Teaching language: English

Languages of study attainment: English


  • Valid 01.08.2020-31.07.2022:

    This is a practical hands-on course on algorithm engineering for modern parallel computers. The students will learn how to design programs that make the best possible use of the computing power of multicore CPUs and GPUs. The course projects will cover both numerical and combinatorial problems; the sole objective is to solve the task at hand in the shortest possible time. We will learn a whole range of techniques for speeding up computations, from bit manipulation hacks and special CPU instructions to high-level techniques such as choosing the right memory layout that makes the best possible use of the cache hierarchy.

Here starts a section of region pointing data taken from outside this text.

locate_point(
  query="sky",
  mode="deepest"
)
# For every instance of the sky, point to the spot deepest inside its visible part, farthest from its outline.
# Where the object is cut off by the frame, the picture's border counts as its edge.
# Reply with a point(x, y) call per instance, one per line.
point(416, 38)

  • Applies in this implementation:

    Students will learn:

    • How to do multicore CPU programming (multithreading, OpenMP)
    • How to exploit instruction-level parallelism
    • How to use vector instructions (SIMD, AVX)
    • How to program GPUs (CUDA)
    • How to benefit from data reuse in registers (CPU and GPU), caches (CPU), and shared memory (GPU)
    • How to choose the right memory access pattern for CPU and GPU code
    • How to benchmark and identify performance bottlenecks

    We will also discuss some more advanced material:

    • How to read assembly code produced by the compiler
    • How to use hardware and software prefetching

    We will use Linux environment, GCC, and CUDA.

Assessment Methods and Criteria
  • Valid 01.08.2020-31.07.2022:

    Programming exercises.

  • Applies in this implementation:

    Solve programming exercises, correctly and efficiently, and return your solutions on time via GitHub. There are both “recommended exercises” and “challenging exercises”. If you solve all recommended exercises correctly and sufficiently efficiently, you can get up to 77 points. The grade thresholds are:

    • 38 points: grade 1/5
    • 45 points: grade 2/5
    • 51 points: grade 3/5
    • 58 points: grade 4/5
    • 64 points: grade 5/5

    For the full list of exercises, see

  • Applies in this implementation:

    5 credits / 6 weeks ≈ 22 hours / week:

    • lecture: 2 hours/week
    • exercise sessions: 0–4 hours/week
    • solving exercises and self-study: 16–20 hours/week


Study Material
  • Valid 01.08.2020-31.07.2022:

    Available online.

  • Applies in this implementation:

    Available at

  • Valid 01.08.2020-31.07.2022:

    No prior knowledge of parallel programming is needed. Students should have a good understanding of computer programming, algorithms and data structures, and a working knowledge of either C or C++ programming language. While this course is primarily targeted to Master students, advanced Bachelor students are welcome to join if they have sufficient background knowledge and programming skills. At the minimum, students should have completed all 1st year and 2nd year courses of their Bachelor degree.

SDG: Sustainable Development Goals

    9 Industry, Innovation and Infrastructure


Details on the schedule
  • Applies in this implementation:

    The important deadlines are:

    • Exercises: every Sunday at 23:59.
    • Prerequisite test: Friday, 23 April 2021, at 23:59.